They say that if the all countless ranges of mountains in Korea were flattened out, it would stretch out as big as China – a country almost 100 times bigger! Combine that with a country obsessed with being thin and you get a legion of hikers, from casual to crazy hardcore, swarming the mountains with their designer brand neon hiking attire, alloy hiking poles, oversized shades and rugged hiking boots.
Not avid hikers ourselves – in fact, Jen having never hiked in Korea before – we planned out a trip to take two of my favourite hikes in the country. We invited two of our good friends from Busan to join us, Jason and Krissy, who we have come to adore for their spunky personalities and up-for-anything attitudes. We all piled into my car on a Saturday morning and barrelled all the way from Busan to the Korean midwest.

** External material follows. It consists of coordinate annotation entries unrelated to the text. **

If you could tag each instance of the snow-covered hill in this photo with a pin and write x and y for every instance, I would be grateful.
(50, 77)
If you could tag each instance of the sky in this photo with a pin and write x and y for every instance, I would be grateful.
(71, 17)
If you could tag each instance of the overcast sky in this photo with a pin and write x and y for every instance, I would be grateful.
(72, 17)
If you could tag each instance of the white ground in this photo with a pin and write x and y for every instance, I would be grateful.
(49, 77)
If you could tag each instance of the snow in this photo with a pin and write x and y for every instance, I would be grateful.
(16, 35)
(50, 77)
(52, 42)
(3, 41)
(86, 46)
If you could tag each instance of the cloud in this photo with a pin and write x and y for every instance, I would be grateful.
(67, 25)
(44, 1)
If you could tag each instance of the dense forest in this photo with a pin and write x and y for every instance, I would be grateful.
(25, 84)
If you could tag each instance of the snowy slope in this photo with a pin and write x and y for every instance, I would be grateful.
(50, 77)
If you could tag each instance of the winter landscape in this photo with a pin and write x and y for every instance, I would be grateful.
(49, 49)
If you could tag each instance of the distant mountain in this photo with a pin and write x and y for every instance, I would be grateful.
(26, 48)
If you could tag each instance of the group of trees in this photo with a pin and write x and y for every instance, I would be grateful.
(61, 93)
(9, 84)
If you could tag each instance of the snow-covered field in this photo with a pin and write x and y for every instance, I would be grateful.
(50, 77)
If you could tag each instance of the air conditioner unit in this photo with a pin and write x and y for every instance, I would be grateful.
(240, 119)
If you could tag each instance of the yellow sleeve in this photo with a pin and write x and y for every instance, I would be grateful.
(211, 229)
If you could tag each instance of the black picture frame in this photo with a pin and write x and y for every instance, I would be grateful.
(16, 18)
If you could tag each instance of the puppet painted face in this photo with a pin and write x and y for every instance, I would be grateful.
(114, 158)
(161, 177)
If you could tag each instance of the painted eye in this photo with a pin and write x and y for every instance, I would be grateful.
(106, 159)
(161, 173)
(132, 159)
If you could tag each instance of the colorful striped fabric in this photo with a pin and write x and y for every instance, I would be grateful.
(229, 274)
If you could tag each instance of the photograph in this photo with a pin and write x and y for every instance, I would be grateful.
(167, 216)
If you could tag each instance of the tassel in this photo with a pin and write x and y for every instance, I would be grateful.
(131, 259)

First on the list was Mai Mountain, known as “Maisan” in Korean. Located next to the town of Jinan, it’s two peaks located next to each other and known as the “horse ear peaks” thanks to their unique shapes. Only the smaller peak measuring in at 686 meters and with a much less treacherous crest is open to hikers. But the hike wasn’t the only highlight of our trip to Maisan. After parking at the north lot and taking a stroll past several street vendors, we arrived at our first stop – Tapsa Temple. Definitely one of the most mysterious temples in Korea as it features several pillars built by stacking small stones on top of each other without cement in between – yet they never fall, come wind or rain. Weathered photographs of the original architect, Gapyeong Lee, could be found hung up everywhere on the grounds, an ancient smiling scholar with a wooden staff, crisp white clothes and silvery long hair in a man-bun paired with a long white beard. It is said he collected stones during the day and built the towers in the darkness of night, with the tallest pagoda standing nearly 6 meters high.
With our luck, it of course started raining, but we had come prepared with ponchos and bust them out for the hike up ahead. We continued past Tapsa along a slick stone path, finding brief solace from the rain under thickets of leaves above. We made it to a clearing right in between the two big peaks to expose the third hidden peak of Maisan. Less than half the size of the other two, it resembles a giant’s face, complete with ears, deep-set eyes and a long nose. Legend has it that two gods bore a child while living on Earth, but the family transformed into these three mountains upon their return to the Heavens and remained on our realm. At the base of this third peak lay a massive ceremonial drum next to a tiny temple. I was taught by a Korean hiker that for good luck, you should bong the drum three times in succession, which we all took turns doing as the bass echoed across the valley.
Krissy went gungho to try some mysterious local brown beverage being peddled around the corner, and after we spent a few minutes trying to sit out the drizzle that suddenly turned into a windy torrential rainfall, we decided to take on the hike head-on. The first part felt like a hiking designed for city folk like us, with rubber-matted steps followed by a hemp carpet covering the soft dirt trail, and then more solid wooden stairs going up the face of the mountain. That all turned upside down as the steps suddenly gave way to steep rain-slicked rock, leaving us to heave ourselves up via the steel railings on each side of the path. We stopped at wooden decks here and there for a breather and to take in the amazing view of the neighbouring horse ear peak, sheathed in a mist from the rain and the lush green valley below.
Much to our relief, the rain tapered off at the halfway point. Before long, we finally made it to the flat crest and made the best of it by throwing up the full-size Canada flag I brought along for big smiles and quick snapshots. We laughed about the climb over some snacks and took a look at the time; an amazing dinner was waiting for us an hour’s drive away and we knew we would be hungry by then. Happy and accomplished, we started our descent and back to hit the road.